Dos campos hubo en los que el saber de Agustín rebasó una seudo-cultura libresca e imprecisa: la astronomía y la aritmética. El término que calificaba a los cultivadores de la ciencia de los astros —mathematici— tenía dos sentidos radicalmente diferentes: en sus principios sirvió para designar a los especialistas con conocimientos rigurosamente científicos; más tarde tomó un sentido vulgar y designaba a los echadores de horóscopos. Los primeros eran auténticos astrónomos, los segundos astrólogos. La curiosidad científica llevó a Agustín a sobrepasar el aspecto utilitario de la astrologia y a interesarse por la astronomía propiamente dicha. Estaba al corriente de los cálculos sobre las revoluciones de los astros y había leído los principios en virtud de los cuales pueden ser anunciadas, con antelación y de manera precisa, las conjunciones de los cuerpos celestes y los eclipses del sol y de la luna. Sabía de todo esto lo bastante como para descubrir, por comparación, la falsedad de las elucubraciones maniqueas.
También la ciencia de los números ocupa respetable lugar en las obras del obispo de Hipona. Conocía los principios de la aritmética de su época y una serie de operaciones numéricas, que hoy nos parecen complicadas, pero en las que puede verse la prefiguración de la álgebra. Como sus contemporáneos, creía en el valor místico de los números y se complacía en descubrir en sus sermones la significación de los números de la Escritura. Hubo de iniciarse en esta ciencia antes de su conversión, puesto que hay vestigios de ella en su De pulchro et apto; en el curso de sus estudios y durante sus primeros años de docencia. Interesó en ella a algunos de sus alumnos, entre otros a Favonio Eulogio, de quien poseemos un De somno Scipionis, que no es más que un tratado sobre los números muy conforme al gusto de la época. En cuanto a las fuentes a que tuvo acceso, hay que pensar, antes que en ninguna otra, en el De principiis numerorum y en el De arithmetica de Varrón.

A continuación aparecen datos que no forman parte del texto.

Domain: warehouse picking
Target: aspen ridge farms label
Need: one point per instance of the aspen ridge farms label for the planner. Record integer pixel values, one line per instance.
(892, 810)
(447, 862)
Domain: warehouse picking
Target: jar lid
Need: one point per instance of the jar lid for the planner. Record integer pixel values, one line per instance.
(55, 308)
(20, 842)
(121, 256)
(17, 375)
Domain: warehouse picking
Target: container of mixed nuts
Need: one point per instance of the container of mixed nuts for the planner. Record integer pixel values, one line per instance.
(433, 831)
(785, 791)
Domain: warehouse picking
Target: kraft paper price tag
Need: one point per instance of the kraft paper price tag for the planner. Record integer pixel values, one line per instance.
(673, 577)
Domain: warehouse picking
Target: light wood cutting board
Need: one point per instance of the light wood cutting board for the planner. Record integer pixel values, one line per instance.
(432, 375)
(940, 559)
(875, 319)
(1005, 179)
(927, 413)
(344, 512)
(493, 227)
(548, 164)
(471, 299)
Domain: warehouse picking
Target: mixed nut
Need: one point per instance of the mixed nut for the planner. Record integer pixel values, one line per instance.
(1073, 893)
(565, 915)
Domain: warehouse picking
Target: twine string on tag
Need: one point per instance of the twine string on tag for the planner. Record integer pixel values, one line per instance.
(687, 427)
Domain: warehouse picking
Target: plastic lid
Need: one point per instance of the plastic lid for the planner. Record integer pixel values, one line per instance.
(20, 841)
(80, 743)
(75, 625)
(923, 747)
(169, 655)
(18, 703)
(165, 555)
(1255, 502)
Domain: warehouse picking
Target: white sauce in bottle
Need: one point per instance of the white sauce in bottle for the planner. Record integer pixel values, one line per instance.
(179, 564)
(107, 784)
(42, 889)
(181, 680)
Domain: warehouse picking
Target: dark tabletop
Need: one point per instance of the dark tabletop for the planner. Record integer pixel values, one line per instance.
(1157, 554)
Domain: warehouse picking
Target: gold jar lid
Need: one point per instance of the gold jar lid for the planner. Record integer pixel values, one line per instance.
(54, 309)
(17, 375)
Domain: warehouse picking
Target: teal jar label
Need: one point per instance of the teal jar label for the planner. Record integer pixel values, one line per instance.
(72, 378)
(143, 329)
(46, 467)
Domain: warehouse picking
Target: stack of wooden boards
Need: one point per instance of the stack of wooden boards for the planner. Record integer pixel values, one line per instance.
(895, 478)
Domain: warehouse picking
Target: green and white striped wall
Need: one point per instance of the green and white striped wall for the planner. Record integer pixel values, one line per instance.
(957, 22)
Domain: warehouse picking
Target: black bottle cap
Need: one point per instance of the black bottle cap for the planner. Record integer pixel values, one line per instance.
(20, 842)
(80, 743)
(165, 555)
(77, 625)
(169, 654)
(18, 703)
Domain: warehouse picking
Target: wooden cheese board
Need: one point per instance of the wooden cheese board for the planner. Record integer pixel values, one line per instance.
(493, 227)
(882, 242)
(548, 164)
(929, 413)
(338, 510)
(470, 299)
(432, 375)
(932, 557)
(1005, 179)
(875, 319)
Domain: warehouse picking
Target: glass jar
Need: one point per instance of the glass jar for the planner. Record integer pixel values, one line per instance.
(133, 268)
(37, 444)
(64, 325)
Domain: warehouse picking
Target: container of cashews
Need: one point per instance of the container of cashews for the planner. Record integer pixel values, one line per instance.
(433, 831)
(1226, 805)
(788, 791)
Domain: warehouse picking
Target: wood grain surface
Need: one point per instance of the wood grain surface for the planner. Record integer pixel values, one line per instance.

Diferentes indicios denuncian la lectura de una obra, en la que la reflexión filosófica va maridada con la ciencia aritmética y la aritmología: se trata de la Introductio arithmetica de Nicómaco de Gerasa, pitagórico platonizante de fines del siglo primero, a quien había puesto en latín Apuleyo. Si esta hipótesis se ajusta a la verdad, explícase venturosa y plenamente el complejo interés de Agustín por los números.